There are Codified statutes and laws that provide various protections to parties against any unregulated practices from being adopted. A single Judge bench comprising Hon’ble Justice Prathiba M. Singh, in the matter of Satprakash Meena Vs. Alka Meena (CM APPL. 332/2021), dealt with an issue where a petition was filed with a question as to the applicability of The Hindu Marriage Act, 1955 (hereinafter referred to as the “HMA, 1955”), in respect of the parties who belong to the Meena community in view of the exclusion under Section 2(2) of the HMA, 1955.

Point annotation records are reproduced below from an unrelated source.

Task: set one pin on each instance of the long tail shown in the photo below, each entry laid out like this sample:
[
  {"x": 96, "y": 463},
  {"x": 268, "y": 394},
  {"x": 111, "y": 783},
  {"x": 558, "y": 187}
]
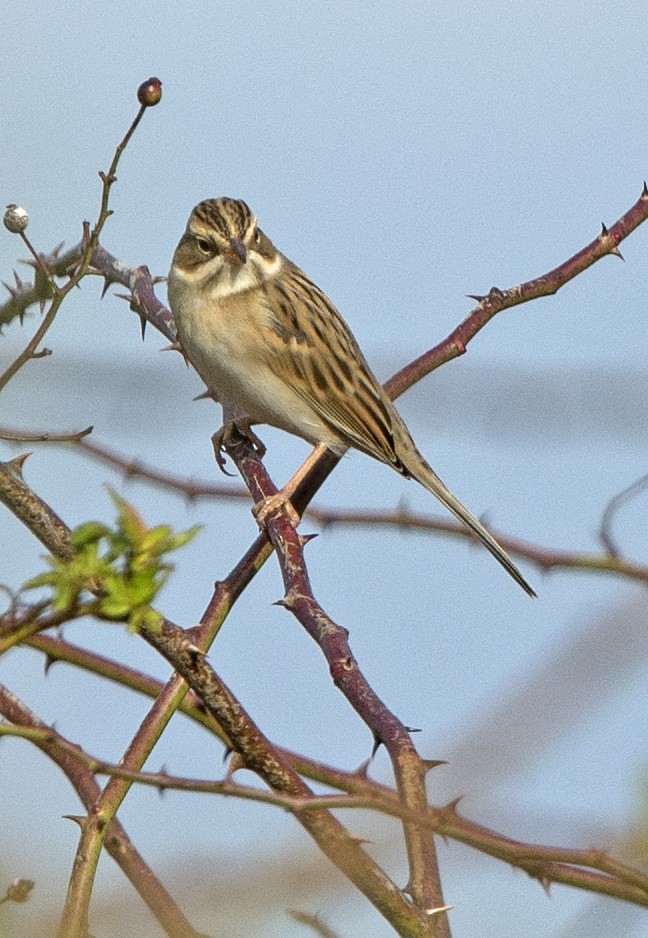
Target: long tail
[{"x": 426, "y": 476}]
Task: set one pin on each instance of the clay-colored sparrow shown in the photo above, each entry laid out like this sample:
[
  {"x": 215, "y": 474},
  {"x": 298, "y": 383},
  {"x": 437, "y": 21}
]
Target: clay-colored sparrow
[{"x": 265, "y": 339}]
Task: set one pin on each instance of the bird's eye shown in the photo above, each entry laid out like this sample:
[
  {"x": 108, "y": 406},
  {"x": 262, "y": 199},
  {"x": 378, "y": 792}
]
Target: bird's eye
[{"x": 204, "y": 246}]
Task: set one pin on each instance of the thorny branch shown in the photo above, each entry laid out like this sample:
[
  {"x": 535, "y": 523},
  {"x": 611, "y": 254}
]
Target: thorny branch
[{"x": 187, "y": 657}]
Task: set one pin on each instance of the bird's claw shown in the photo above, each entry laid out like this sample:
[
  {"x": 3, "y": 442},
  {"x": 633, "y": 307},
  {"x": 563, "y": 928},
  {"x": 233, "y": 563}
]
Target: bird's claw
[{"x": 228, "y": 433}]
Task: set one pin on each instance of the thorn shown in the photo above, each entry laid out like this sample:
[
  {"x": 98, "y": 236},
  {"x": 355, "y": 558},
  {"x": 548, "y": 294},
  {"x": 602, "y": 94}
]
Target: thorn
[
  {"x": 545, "y": 882},
  {"x": 430, "y": 764},
  {"x": 236, "y": 763},
  {"x": 438, "y": 910},
  {"x": 288, "y": 602},
  {"x": 363, "y": 768},
  {"x": 176, "y": 347},
  {"x": 359, "y": 839},
  {"x": 19, "y": 461},
  {"x": 107, "y": 285},
  {"x": 451, "y": 807},
  {"x": 86, "y": 234}
]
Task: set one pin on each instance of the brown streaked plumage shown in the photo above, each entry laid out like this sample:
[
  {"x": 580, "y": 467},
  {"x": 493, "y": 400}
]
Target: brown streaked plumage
[{"x": 266, "y": 340}]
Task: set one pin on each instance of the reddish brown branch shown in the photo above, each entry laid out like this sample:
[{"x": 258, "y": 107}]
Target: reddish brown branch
[
  {"x": 410, "y": 771},
  {"x": 117, "y": 841}
]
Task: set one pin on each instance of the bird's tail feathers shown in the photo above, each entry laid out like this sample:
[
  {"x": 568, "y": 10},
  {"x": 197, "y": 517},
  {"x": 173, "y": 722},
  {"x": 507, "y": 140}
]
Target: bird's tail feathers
[{"x": 426, "y": 476}]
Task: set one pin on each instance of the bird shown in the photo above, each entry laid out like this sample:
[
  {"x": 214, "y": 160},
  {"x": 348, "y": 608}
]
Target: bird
[{"x": 273, "y": 349}]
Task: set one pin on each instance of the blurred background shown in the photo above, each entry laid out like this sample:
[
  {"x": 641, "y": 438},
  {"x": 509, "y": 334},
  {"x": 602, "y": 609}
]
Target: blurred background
[{"x": 403, "y": 155}]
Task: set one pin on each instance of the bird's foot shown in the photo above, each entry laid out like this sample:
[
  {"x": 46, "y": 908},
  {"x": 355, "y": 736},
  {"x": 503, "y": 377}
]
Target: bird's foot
[{"x": 228, "y": 433}]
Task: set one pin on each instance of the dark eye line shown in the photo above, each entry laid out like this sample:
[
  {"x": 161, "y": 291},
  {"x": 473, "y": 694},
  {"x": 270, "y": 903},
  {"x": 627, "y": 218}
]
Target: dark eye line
[{"x": 205, "y": 246}]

In the present case, the petitioner and the respondent got married as per Hindu rites and customs on 24th June 2012 and both the parties belong to the Meena community. The petitioner had filed a petition seeking divorce under Section 13-1(ia) of the HMA, on 2nd December 2015 before the Judge (West), Family Court, Tis Hazari, Delhi. The Respondent did not appear in the said petition. Later the Respondent filed a transfer petition, but the transfer petition was disposed of and the court allowed the respondent to participate in the proceeding through video conferencing.
The respondent also lodged an FIR under the Protection of Women from Domestic Violence Act, 2005 (hereinafter the “DV Act”), to seek maintenance under Section 125 of the code of Criminal Procedure, 1973(hereinafter the “CrPC”). The respondent did not participate in the divorce petition and filed an application under Order VII Rule 10 and Order VII Rule 11 of The Code of Civil Procedure, 1908 (hereinafter “the CPC”) before the Family Court. In that application, she prayed for rejection of the divorce petition, on the ground that the provisions of the HMA, 1955 do not apply to the parties concerned as they are members of a notified Scheduled Tribe in Rajasthan. The family court dismissed the divorce petition by holding that the provisions of the HMA, 1955 do not extend to the Meena community, which is a notified Scheduled Tribe.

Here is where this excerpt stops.